I speak conversational Spanish and Russian
I studied music performance in college with voice as my primary instrument
I have a home recording studio where I compose and arrange music
There’s a passage from John Stuart Mill’s “On Liberty” that fundamentally changed how I approach communications: “He who knows only his own side of the case knows little of that. His reasons may be good, and no one may have been able to refute them. But if he is equally unable to refute the reasons on the opposite side, if he does not so much as know what they are, he has no ground for preferring either opinion.”
This idea has become central to my content strategy work – you can’t create truly effective messaging until you understand your audience’s perspective deeply enough to address their genuine concerns. It’s about intellectual humility and recognizing that the strongest communications come from genuinely understanding different perspectives, not just reinforcing your own position.
Whether I’m developing stakeholder alignment strategies, creating content that needs to resonate across different markets, or simply communicating with colleagues who bring different expertise to the table, this approach of seeking to understand before seeking to be understood has proven invaluable. It transforms conversations from debates into collaborative problem-solving.
Advanced musical composition and theory – taking my foundational training to a truly masterful level. I studied ear training and music theory in college as part of my music minor, doing dictation work and learning to play by ear, but I’d love to have complete fluency with those building blocks.
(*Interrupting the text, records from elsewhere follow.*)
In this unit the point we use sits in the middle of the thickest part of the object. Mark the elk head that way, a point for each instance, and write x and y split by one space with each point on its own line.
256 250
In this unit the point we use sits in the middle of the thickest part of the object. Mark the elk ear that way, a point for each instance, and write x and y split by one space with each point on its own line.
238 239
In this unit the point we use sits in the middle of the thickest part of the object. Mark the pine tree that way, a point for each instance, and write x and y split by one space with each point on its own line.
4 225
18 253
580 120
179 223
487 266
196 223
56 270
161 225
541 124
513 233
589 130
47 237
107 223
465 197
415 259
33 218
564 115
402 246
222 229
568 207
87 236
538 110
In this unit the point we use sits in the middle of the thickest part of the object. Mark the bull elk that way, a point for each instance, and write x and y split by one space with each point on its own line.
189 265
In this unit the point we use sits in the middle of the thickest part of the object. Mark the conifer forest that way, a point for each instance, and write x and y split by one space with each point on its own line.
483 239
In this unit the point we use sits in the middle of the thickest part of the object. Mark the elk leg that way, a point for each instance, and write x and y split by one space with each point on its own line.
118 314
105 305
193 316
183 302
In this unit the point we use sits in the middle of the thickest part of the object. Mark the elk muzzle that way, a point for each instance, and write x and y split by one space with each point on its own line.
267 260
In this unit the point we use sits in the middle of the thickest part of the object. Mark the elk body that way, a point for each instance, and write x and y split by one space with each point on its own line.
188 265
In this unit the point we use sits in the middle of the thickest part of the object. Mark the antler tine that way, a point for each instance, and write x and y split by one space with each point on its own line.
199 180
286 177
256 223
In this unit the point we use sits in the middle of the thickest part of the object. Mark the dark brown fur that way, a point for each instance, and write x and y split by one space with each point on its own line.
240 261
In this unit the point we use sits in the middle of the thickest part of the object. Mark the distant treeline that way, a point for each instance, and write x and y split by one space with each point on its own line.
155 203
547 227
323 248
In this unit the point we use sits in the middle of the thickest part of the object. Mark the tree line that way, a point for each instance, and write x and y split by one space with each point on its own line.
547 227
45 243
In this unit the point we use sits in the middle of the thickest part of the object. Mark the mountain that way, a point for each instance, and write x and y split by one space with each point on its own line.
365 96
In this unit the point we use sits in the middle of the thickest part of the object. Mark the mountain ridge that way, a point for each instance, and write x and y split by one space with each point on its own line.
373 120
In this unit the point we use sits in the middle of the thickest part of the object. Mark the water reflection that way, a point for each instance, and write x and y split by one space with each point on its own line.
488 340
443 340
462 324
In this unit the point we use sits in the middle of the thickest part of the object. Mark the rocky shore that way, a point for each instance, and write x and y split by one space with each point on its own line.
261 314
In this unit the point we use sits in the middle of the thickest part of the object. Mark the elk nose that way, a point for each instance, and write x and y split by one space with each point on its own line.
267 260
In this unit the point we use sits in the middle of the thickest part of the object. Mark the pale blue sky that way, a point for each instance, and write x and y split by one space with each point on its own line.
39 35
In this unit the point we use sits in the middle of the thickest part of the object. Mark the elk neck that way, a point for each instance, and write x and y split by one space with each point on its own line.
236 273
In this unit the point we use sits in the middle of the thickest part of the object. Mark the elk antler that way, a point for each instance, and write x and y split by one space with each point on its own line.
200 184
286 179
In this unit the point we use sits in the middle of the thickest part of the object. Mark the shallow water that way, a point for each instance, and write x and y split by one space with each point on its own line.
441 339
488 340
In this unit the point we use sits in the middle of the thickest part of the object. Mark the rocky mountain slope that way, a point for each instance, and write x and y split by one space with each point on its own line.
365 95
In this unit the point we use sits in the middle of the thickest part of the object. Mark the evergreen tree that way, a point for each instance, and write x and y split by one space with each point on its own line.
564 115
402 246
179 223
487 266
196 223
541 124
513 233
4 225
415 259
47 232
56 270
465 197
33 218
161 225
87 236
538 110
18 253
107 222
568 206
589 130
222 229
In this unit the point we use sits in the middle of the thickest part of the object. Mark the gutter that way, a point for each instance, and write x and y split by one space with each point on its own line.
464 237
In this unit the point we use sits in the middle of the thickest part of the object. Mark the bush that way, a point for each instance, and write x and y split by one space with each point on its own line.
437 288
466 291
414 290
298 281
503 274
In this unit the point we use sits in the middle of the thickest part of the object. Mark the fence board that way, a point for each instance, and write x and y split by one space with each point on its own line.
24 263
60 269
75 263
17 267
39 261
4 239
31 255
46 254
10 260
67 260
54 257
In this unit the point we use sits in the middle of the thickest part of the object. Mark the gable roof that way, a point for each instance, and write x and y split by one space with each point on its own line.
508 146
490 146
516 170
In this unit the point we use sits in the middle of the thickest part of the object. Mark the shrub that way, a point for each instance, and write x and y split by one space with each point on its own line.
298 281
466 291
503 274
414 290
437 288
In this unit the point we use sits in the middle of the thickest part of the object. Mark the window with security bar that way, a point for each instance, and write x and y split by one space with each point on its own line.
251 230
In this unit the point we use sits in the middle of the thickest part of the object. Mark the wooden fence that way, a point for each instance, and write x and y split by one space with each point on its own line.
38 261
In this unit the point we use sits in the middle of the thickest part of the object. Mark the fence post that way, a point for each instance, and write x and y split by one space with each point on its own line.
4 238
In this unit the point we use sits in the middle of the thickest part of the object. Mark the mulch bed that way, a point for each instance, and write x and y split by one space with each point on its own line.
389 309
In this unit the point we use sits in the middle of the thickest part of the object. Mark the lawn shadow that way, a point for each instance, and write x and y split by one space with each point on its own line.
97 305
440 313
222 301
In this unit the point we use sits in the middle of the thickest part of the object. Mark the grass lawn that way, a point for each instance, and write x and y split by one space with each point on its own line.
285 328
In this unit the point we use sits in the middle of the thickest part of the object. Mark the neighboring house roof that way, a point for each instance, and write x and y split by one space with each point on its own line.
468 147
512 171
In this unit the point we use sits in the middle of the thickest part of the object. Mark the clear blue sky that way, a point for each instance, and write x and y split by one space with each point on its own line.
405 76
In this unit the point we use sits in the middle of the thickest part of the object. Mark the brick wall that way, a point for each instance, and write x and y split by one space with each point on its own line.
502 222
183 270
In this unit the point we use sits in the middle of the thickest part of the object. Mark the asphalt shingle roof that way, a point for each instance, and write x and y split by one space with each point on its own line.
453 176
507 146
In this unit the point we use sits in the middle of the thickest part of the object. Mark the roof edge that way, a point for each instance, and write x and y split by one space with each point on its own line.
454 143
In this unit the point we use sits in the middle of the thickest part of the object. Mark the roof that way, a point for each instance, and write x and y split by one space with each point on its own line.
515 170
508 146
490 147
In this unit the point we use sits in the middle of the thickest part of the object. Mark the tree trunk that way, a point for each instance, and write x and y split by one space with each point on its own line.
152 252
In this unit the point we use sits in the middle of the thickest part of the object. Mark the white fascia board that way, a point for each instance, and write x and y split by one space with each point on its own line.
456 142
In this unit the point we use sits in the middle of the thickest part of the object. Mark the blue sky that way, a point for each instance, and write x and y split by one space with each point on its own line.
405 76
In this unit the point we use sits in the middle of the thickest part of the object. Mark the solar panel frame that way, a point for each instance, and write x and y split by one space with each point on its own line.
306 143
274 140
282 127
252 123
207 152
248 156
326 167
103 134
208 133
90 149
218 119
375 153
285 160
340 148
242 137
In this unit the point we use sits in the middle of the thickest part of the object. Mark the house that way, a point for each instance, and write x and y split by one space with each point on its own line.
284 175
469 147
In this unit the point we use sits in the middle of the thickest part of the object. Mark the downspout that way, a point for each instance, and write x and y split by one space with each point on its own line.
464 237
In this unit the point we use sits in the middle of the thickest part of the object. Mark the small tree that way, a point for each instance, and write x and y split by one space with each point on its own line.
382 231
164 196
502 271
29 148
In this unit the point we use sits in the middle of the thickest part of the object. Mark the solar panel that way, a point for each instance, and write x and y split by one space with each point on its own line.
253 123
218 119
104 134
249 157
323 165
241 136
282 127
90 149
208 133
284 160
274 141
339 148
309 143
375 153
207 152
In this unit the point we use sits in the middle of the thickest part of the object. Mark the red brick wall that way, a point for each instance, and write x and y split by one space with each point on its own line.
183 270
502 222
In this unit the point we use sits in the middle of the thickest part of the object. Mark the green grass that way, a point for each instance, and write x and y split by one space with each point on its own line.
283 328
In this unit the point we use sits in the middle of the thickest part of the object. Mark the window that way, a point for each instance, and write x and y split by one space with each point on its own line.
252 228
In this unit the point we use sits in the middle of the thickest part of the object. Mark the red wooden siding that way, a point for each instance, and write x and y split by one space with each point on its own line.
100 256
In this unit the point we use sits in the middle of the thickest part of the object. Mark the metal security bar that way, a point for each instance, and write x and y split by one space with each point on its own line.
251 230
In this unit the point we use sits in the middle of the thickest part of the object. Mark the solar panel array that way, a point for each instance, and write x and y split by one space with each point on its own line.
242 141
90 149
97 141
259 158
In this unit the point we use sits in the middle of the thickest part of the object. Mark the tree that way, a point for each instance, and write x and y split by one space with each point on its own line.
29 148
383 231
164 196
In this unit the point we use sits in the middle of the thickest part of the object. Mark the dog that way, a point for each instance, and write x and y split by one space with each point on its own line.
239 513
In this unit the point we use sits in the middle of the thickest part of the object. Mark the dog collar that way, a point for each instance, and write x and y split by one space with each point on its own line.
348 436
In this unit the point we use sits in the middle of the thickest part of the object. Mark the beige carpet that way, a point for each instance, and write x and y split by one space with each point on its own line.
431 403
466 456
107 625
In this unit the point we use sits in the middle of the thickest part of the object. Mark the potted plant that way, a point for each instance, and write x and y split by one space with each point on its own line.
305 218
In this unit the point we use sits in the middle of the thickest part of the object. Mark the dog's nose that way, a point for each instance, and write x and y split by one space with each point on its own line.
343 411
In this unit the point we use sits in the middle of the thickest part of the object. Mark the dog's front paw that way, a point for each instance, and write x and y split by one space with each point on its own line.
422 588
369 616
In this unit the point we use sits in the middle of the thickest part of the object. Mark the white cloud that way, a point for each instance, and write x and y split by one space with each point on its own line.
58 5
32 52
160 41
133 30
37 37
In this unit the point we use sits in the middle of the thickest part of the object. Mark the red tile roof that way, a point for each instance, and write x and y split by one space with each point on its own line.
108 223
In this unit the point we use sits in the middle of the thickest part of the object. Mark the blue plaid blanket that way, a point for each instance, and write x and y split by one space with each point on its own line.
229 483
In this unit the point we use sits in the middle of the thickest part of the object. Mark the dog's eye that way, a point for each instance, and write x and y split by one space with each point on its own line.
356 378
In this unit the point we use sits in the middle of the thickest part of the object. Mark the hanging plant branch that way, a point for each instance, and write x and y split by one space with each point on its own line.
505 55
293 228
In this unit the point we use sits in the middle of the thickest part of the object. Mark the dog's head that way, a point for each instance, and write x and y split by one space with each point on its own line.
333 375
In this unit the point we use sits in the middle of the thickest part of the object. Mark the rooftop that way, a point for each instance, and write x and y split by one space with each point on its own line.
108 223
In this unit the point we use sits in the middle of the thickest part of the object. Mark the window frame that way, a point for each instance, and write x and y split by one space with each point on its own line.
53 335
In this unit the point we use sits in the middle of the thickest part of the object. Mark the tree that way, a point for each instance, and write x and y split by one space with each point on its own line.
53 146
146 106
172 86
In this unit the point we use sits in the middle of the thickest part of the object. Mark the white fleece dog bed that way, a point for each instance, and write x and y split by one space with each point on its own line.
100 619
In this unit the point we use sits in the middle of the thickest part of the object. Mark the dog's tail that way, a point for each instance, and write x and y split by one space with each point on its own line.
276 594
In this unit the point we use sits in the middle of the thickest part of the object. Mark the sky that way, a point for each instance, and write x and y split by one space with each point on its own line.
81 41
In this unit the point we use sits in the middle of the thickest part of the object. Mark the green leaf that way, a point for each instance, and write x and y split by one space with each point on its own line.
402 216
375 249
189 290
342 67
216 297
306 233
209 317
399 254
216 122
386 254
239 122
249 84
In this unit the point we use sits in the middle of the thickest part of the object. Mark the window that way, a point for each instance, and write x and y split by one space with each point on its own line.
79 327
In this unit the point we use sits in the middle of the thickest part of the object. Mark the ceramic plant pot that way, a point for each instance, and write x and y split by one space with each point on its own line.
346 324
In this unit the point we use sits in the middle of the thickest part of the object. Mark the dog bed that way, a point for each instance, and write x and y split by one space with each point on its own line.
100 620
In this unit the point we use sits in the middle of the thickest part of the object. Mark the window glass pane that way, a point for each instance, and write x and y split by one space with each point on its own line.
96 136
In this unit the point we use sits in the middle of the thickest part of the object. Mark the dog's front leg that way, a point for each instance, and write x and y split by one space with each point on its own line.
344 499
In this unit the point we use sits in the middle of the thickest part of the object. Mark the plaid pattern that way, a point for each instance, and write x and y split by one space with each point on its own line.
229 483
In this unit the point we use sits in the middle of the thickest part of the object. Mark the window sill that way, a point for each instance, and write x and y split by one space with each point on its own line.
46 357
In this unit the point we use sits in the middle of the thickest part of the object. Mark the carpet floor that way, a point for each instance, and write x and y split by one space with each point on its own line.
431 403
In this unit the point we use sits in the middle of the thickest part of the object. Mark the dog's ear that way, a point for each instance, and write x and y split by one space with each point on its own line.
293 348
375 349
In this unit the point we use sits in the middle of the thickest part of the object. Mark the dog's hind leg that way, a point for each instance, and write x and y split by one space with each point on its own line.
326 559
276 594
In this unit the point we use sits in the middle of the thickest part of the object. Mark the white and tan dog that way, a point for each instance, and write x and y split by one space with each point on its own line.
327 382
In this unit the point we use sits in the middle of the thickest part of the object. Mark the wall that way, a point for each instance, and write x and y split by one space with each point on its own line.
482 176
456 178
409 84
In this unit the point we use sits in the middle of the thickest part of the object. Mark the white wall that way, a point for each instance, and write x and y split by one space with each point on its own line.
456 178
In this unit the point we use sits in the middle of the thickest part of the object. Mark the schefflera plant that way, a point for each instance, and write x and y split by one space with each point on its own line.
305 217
As someone who’s fascinated by the compositional elements of both music and language, music feels like the supreme system – the way harmony, rhythm, and melody interact is incredibly sophisticated. Having that level of mastery would unlock so many creative possibilities, from being able to hear complex chord progressions and immediately translate them to piano, to understanding advanced harmonic relationships that could take my songwriting to an entirely different level. Music theory is like linguistics for sound, and I’d love to be as fluent in that language as I am with words.